L’autre rêve de Sophie

Sophie rêve encore et toujours de karaté. Cette fois la situation est tout aussi cocasse que dans son précédent rêve ; on pourrait même dire qu’il lui fait écho.

Mon rêve de karaté

Dans mon rêve de karaté, tout va bien, du moins au début. Je suis en avance au dojo et j’en profite pour travailler mes katas. Le temps que je parvienne à PINAN SANDAN, mes trois senseis sont arrivé·es et discutent, dans un coin, du programme de l’entraînement.

J’entame tranquillement PINAN YONDAN, pas si tranquillement, à vrai dire, car depuis quelques secondes je sens peser comme un poids entre mes deux omoplates. Je connais cette sensation. Cela veut dire que mes senseis sont en train de me regarder. Avec insistance. Je vérifie discrètement ma jambe arrière : elle est tendue, ce n’est pas ça. Qu’est-ce que j’ai encore fait ? Je finis mon kata, je le ferme, je salue, l’air de ne pas voir que trois paires d’yeux me contemplent. « Sophie » dit Sensei numéro 1. Je ne peux plus reculer, illes m’appellent. Illes n’ont pas l’air furieux. Mais embêté·es. Oui c’est ça : mes senseis sont embêté·es.

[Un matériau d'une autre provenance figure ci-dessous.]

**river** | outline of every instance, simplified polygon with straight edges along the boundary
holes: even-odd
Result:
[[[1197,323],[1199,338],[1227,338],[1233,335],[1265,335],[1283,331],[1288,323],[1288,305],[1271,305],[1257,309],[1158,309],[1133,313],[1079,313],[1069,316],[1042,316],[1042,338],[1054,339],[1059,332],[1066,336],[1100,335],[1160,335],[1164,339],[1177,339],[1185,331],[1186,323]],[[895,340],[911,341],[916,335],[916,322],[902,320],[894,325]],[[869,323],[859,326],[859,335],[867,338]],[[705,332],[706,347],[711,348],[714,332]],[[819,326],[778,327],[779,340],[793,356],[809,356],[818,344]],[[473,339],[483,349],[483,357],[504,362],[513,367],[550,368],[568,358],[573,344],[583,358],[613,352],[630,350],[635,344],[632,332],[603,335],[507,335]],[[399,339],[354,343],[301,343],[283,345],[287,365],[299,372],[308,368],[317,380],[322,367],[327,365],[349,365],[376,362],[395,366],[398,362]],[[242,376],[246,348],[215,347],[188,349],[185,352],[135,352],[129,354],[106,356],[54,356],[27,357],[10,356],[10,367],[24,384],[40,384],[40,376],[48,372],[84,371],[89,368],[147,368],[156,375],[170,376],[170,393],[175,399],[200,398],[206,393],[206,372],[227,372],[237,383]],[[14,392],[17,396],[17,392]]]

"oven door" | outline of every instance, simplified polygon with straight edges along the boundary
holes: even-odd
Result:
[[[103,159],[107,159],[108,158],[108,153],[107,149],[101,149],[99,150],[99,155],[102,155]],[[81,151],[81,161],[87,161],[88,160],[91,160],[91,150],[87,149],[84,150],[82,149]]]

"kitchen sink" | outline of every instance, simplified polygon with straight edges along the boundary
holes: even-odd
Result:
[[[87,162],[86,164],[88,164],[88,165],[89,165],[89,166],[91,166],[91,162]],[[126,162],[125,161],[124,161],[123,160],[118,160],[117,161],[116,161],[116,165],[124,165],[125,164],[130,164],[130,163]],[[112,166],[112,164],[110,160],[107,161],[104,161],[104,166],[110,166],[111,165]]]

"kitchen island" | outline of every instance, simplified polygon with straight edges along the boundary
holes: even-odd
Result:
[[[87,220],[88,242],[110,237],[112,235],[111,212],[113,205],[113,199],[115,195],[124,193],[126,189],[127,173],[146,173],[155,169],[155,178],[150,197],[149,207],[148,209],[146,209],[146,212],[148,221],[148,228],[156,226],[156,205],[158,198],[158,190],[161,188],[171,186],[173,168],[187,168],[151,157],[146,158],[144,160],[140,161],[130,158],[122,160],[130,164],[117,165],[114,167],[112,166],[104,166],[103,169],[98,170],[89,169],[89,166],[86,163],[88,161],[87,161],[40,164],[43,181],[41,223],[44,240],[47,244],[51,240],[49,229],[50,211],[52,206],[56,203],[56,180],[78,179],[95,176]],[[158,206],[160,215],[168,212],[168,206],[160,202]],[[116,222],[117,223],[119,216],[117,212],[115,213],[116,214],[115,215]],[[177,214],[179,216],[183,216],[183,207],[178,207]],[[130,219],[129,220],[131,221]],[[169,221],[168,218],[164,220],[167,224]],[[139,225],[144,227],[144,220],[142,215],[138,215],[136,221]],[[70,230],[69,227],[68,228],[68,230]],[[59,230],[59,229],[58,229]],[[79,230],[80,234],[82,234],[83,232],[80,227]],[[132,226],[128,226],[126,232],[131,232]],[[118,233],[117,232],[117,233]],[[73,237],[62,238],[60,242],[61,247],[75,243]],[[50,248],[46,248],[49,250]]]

Je me demande in petto s’il y a une limite d’âge pour pratiquer le karaté et s’illes vont m’annoncer que j’ai passé la date de péremption, ou autre nouvelle pénible à annoncer. « Sophie », dit Sensei numéro 2, « Rien de grave, mais on a un petit problème avec ta ceinture blanche ».

— Ma ceinture blanche ?

— Oui, renchérit Sensei numéro 3. On était en train de regarder et il semblerait que tu n’aies jamais passé ta ceinture blanche.

J’essaie de ne pas bredouiller.

— C’est-à-dire j’ai passé la blanche supérieure, comme tout le monde.

— Oui nous le savons, dit Sensei 1 en regardant un grand registre poussiéreux .  On te parle de la blanche, la première ceinture. Tu l’as portée, n’est-ce pas ?

— Oui, au début.

— Au début, oui, mais avant ?

— Avant ?

— Avant, est-ce que tu as passé ta ceinture blanche ?

— Est-ce que tu as passé l’examen t’autorisant à porter la ceinture blanche ? explique, pédagogiquement, Sensei 3.

Je rougis ou plutôt je blanchis. Je ne savais pas. On ne m’a jamais dit que je devais faire un passage de grade pour ma ceinture blanche, et maintenant tout est à recommencer, ou peut-être que je vais être accusée de fraude, virée du dojo pour non passage de ceinture blanche.

Mes trois sensei me regardent,  attendent une explication.

Mais je ne dis rien.

Parce que c’est vrai, illes ont raison : je n’ai jamais passé ma ceinture blanche.

C’est à ce moment-là que j’ai jugé plus raisonnable de me réveiller, et vite encore.